The Master-of-Nets Garden is the only private garden with a preserved residence and garden in Suzhou, Jiangsu Province, China (Figure 1). It was founded in the Southern Song Dynasty, with a history of over 800 years, and created as a UNESCO (United Nations Educational, Scientific and Cultural Organization, 2016) World Heritage Site in 1997. Covering an area of approximately 6670 m², it is mainly divided into three parts. The entire garden, although small, has a compact layout and a well-proportioned spatial scale. It is famous for its exquisite garden layout, profound cultural connotations, and elegant garden atmosphere. As a World Cultural Heritage Site, the Master-of-Nets Garden represents the highest level of Chinese Classical Garden (CCG) art, furnishing people with an ideal space for harmony between humans and nature (Li et al., 2019; Yao et al., 2020) through the simulation of natural sceneries, the regulation of water and terrain, and the layout of buildings, plants, stones, calligraphy, and paintings (Wang, 2016). The Master-of-Nets Garden has become a popular public tourist scenic spot and the first choice for Chinese cultural heritage tourism. The average daily number of visitors to the garden is about 1500 in the off-season and 3570 in the peak season. The number of visitors was even 4500 per day during the Spring Festival, 2022 (China Tourism Research Institute, 2022). The visitor number on peak days is 2∼3 times more than usual. Growing numbers of visitors flowing to the site have led the Master-of-Nets Garden to face the crowding phenomenon on every Chinese holiday, while the complex and changeable spatial structure of the heritage site increases the possibility of crowding during the tour (Dai et al., 2012). The crowded attraction significantly affects visitors’ recreation experience and public health and safety, which is not conducive to the sustainable development of the cultural heritage site.

Figure 1. The location (a, b), ichnography (c), and space types (d) of the Master-of-Nets Garden.

In this paper, we have selected the resident and garden area of the Master-of-Nets Garden as the research scope. To facilitate later analysis and stationary point labeling, we divided the spaces into five categories (Figure 1). The corridor space (NC) is attached to a single building and under the eaves; the veranda space (NV) is a corridor space with a roof and not attached to buildings; the platform space (NP) is distributed in the south and north of main buildings in the garden; the rockery space (NR) is a tourist space formed by stacking mountains and rocks (including islands in the lake, stone tables, small bridges); and the building space (NB) includes halls, porches, and pavilions in the garden.

Data collection

Visitor data collection of the Master-of-Nets Garden

We obtained basic data about the number of visitors entering and leaving the park provided by the Master-of-Nets Garden Management Office. The collection time was 8:30–16:30 every day (garden opening hours are 8:00–17:00), from 24 April to 30 April (spring), 5 September to 11 September (summer), 6 November to 12 November (autumn) and 24 December to 30 December (winter) 2016. As shown in Figure 2, the tourist flow of the attraction has obvious temporal characteristics. The two peak values of visitors appear at 10:30–11: 00 and 14:00–14:30, and the trough appears at 12:00–12:30. The average tourist flow in spring is the highest. On nonworking sunny days (China Meteorological Data. 2016), the number of visitors is the largest, and their age range is the widest. Therefore, this study selected a nonworking day in spring (4376 visitors, sunny day, Saturday, 30th April 2016) for a specific quantitative analysis.

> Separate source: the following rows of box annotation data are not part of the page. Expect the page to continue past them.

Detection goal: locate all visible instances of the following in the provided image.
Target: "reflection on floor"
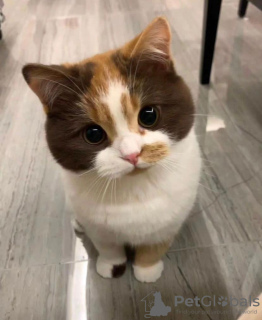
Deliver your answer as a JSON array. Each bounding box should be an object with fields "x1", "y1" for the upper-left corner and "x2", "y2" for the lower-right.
[{"x1": 0, "y1": 0, "x2": 262, "y2": 320}]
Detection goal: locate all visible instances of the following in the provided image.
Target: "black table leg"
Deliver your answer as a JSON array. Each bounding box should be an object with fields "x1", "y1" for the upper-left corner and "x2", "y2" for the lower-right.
[
  {"x1": 200, "y1": 0, "x2": 222, "y2": 84},
  {"x1": 238, "y1": 0, "x2": 248, "y2": 18}
]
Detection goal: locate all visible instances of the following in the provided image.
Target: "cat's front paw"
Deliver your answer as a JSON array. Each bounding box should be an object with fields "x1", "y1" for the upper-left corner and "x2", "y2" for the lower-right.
[
  {"x1": 71, "y1": 219, "x2": 85, "y2": 234},
  {"x1": 134, "y1": 260, "x2": 164, "y2": 282},
  {"x1": 96, "y1": 256, "x2": 126, "y2": 278}
]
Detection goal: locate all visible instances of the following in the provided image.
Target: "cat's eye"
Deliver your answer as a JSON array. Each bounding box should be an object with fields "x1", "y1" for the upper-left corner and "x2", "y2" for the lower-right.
[
  {"x1": 138, "y1": 106, "x2": 159, "y2": 128},
  {"x1": 84, "y1": 124, "x2": 106, "y2": 144}
]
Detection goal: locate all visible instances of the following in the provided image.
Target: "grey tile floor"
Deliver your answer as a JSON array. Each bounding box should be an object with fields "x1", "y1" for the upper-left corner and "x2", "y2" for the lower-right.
[{"x1": 0, "y1": 0, "x2": 262, "y2": 320}]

Figure 2. The real-time number changes of visitors in the garden.

Visitor data collection at stationary points

We selected and identified 72 stationary points in the study area by on-site observing where visitors gathered and with obvious staying behavior, and classified them according to spatial types. The location and scope of each stationary point are shown in Figure 3. Camera devices were installed in the vicinity of 72 potential stationary points, covering the area to capture tourist video data.

Figure 3. The distribution and the serial number of stationary points. (NC, NV, NP, NR, and NB are corridor space, veranda space, platform space, rockery space, and building space).

Video data procedure

We used a computer vision program to automatically analyze the tourist video data obtained at stationary points. After the pretreatment (integration, interception, and denoising) of all video data, the main process is as follows:

1. Set up the object detection area: The video target detection area is the range collection of vertical projection points of the crowds who have staying behavior in the video coverage area.

2. Moving target detection: Most foreground extraction methods were generally processed in RGB color space (Barnich & Van Droogenbroeck, 2011), which were difficult to fit the requirements of complex scenes. This paper applied an improved ViBe moving target detection algorithm based on the Lab Color Space (Liu et al., 2017), effectively solving the difficult problem of inaccurate tourist identification caused by the disturbance of the garden environment.

3. Moving target tracking: this study adopted the tracking algorithm based on the color histogram (Zhao et al., 2010).

4. Target number output: through observation, the obvious stationary behavior of visitors was at least 5 seconds. The number of visitors, whose dwell times were 5, 6, 8, 10, 12, 20, 40, 60, 90, and 150 seconds at stationary points, was updated every 5 minutes and exported cumulatively.

Data calculation method

Spatial carrying capacity

This paper focuses on the local space crowding of visitors at stationary points. It was used to determine whether there was spatial crowding through the comparison of the actual number of visitors and spatial carrying capacity. The study adopted the calculation method of spatial carrying capacity and the value of data standard from China Guide for Maximum Carrying Capacity of Scenic Spots (2014). The formulas for calculating the spatial carrying capacity of the whole garden (1) and stationary point space carrying capacity (2) are: (1) $C_1=\sum X_i/Y_i\times \mathrm{Int}(T/t)$(1) (2) $C_2=C\times Z=\sum X_i/Y_i\times Z$(2) X_i is the effective sightseeing area of attraction i, Y_i is the visitor unit tourism area of attraction i, T is the effective opening time of WHS a day, t is the average visiting time of visitors in WHS, C is the instantaneous carrying capacity of space, and Z is the average daily turnover rate of WHS.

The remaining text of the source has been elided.